If $5\mid(p-1)$ then let $r=\phi(p-1)/4$. If $r=1$, then there are only $4$ primitive roots $\pmod p$, and the theorem is true (for $p=11$). Otherwise we can find exponents $i,\,j,\,k$ such that $i\equiv1\pmod5$, $j\equiv2\pmod5$, and $k\equiv2\pmod5$, $\gcd(i,p-1)=\gcd(j,p-1)=\gcd(k,p-1)=1$ and $j\ne k$. Then for any primitive root $g\pmod p$, $\left(g^i\cdot g^j\cdot g^k\right)^{(p-1)/5}\equiv1\pmod p$.
For example, let $p=31$. Then $p-1=6\cdot5$ and we want $\{i,j,k\}\equiv\{1,2,2\}\pmod5$ and $\{i,j,k\}\equiv\{1,1,5\}\pmod6$. Then the chinese remainder theorem says $i=1,\,j=7,\,k=17$. We know that $g=3$ is a primitive root $\pmod{31}$, thus so are ${g^1,\,g^7,\,g^{17}}\equiv\{3,\,17,\,22\}\pmod{31}$, but $3\cdot17\cdot22\equiv6\pmod{31}$ and $6^6\equiv1\pmod{31}$.
Finally, if $3\mid(p-1)$, let $r=\phi(p-1)/2$. Then if $r=1$ we only have $2$ primitive roots $\pmod7$, $r=2$ means we only have $4$ primitive roots $\pmod{13}$ and the theorem is true, while if $r\ge3$ we can always find $i\equiv j\equiv k\equiv1\pmod{3}$, $\gcd(i,p-1)=\gcd(j,p-1)=\gcd(k,p-1)=1$, but $i\ne j,\,i\ne k,\,j\ne k$. Then for any primitive root $g$ $\pmod p$, $g^i$, $g^j$, and $g^k$ are all primitive roots $\pmod p$, but $\left(g^i\cdot g^j\cdot g^k\right)^{(p-1)/3}\equiv1\pmod p$.

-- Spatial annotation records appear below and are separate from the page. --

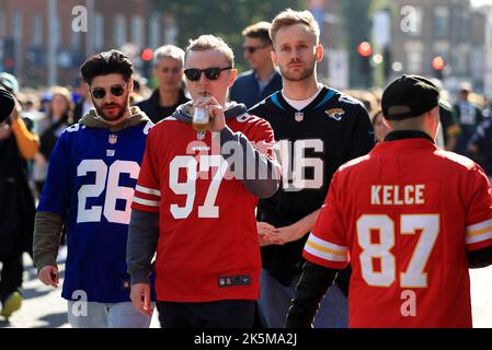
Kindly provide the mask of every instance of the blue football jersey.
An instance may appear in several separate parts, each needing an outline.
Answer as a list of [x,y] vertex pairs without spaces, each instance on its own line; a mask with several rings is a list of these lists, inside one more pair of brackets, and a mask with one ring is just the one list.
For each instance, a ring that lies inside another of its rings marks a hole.
[[126,241],[134,188],[152,122],[117,132],[76,124],[52,153],[38,212],[65,219],[68,255],[61,296],[129,301]]

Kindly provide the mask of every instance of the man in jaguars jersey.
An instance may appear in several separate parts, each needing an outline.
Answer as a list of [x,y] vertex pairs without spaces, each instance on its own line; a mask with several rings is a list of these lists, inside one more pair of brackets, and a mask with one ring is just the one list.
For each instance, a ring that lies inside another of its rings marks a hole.
[[[263,245],[259,311],[264,326],[283,327],[301,273],[302,247],[331,177],[342,163],[366,154],[374,141],[363,104],[316,79],[323,47],[311,13],[281,12],[270,36],[284,89],[250,112],[271,122],[283,174],[281,189],[259,205]],[[323,300],[314,327],[347,326],[348,273],[341,273],[340,288]]]
[[126,241],[134,188],[150,119],[129,106],[133,65],[117,50],[81,67],[95,109],[64,131],[49,162],[37,207],[34,262],[46,285],[58,287],[61,228],[68,256],[61,296],[72,327],[148,327],[134,311]]

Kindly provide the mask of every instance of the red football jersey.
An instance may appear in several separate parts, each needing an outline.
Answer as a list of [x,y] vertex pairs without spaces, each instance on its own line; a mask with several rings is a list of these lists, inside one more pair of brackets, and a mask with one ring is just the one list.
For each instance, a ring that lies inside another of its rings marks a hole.
[[[267,121],[244,114],[227,125],[274,159]],[[211,132],[203,138],[173,117],[157,124],[147,140],[131,206],[159,212],[157,299],[256,300],[261,269],[256,202],[258,197],[228,170]]]
[[415,138],[340,167],[304,256],[351,262],[351,327],[471,327],[467,250],[490,245],[483,171]]

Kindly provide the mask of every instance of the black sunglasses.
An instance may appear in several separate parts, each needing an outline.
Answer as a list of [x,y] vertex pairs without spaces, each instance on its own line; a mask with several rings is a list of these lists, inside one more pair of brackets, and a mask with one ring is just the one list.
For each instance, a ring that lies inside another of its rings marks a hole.
[[[119,97],[125,92],[125,86],[113,85],[113,86],[111,86],[110,91],[113,96]],[[92,96],[94,96],[94,98],[101,100],[101,98],[104,98],[105,95],[106,95],[105,89],[103,89],[103,88],[92,89]]]
[[256,52],[258,49],[265,48],[266,46],[268,46],[268,45],[262,45],[262,46],[243,46],[243,47],[242,47],[242,50],[243,50],[243,51],[250,52],[250,55],[253,55],[254,52]]
[[202,72],[205,73],[205,78],[208,80],[217,80],[220,75],[220,73],[224,70],[232,69],[232,67],[226,67],[226,68],[217,68],[217,67],[210,67],[206,69],[196,69],[196,68],[190,68],[184,70],[184,74],[186,75],[187,80],[190,81],[198,81],[202,77]]

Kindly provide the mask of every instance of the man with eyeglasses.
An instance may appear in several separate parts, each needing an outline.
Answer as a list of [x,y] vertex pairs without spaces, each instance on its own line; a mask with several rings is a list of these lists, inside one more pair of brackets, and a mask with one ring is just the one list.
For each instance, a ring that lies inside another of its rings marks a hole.
[[[226,104],[237,71],[222,39],[192,40],[185,68],[193,101],[150,131],[134,196],[131,301],[148,312],[157,253],[161,326],[251,327],[261,266],[254,210],[279,183],[273,131],[244,105]],[[205,131],[192,126],[201,109],[209,118]]]
[[282,89],[282,77],[272,62],[271,24],[259,22],[242,31],[244,58],[251,67],[236,79],[230,89],[230,101],[243,103],[248,108]]
[[130,202],[153,124],[129,106],[134,68],[117,50],[81,67],[94,109],[67,128],[52,153],[34,230],[39,280],[58,287],[61,228],[68,256],[61,296],[72,327],[149,327],[135,312],[126,272]]
[[184,51],[178,46],[164,45],[153,54],[153,77],[159,86],[148,100],[137,104],[152,122],[169,117],[179,105],[190,101],[184,93],[183,65]]

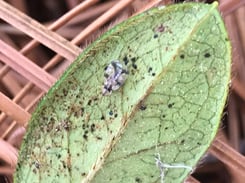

For example, let $p=19$. Then $i=1,\,j=7,\,k=13$ satisfy the above condition and $g=2$ is a primitive root $\pmod{19}$. Then $g^1=2$, $g^7\equiv14$, and $g^{13}\equiv3\pmod{19}$ are all primitive roots $\pmod{19}$ but $2\cdot14\cdot3\equiv8\pmod{19}$ and $8^6\equiv1\pmod{19}$.
If no other prime than $2$ divides $p-1$ then $p$ is a Fermat prime and the theorem is true. Simple proposition, but it sure takes a long time to type all that MathJax in.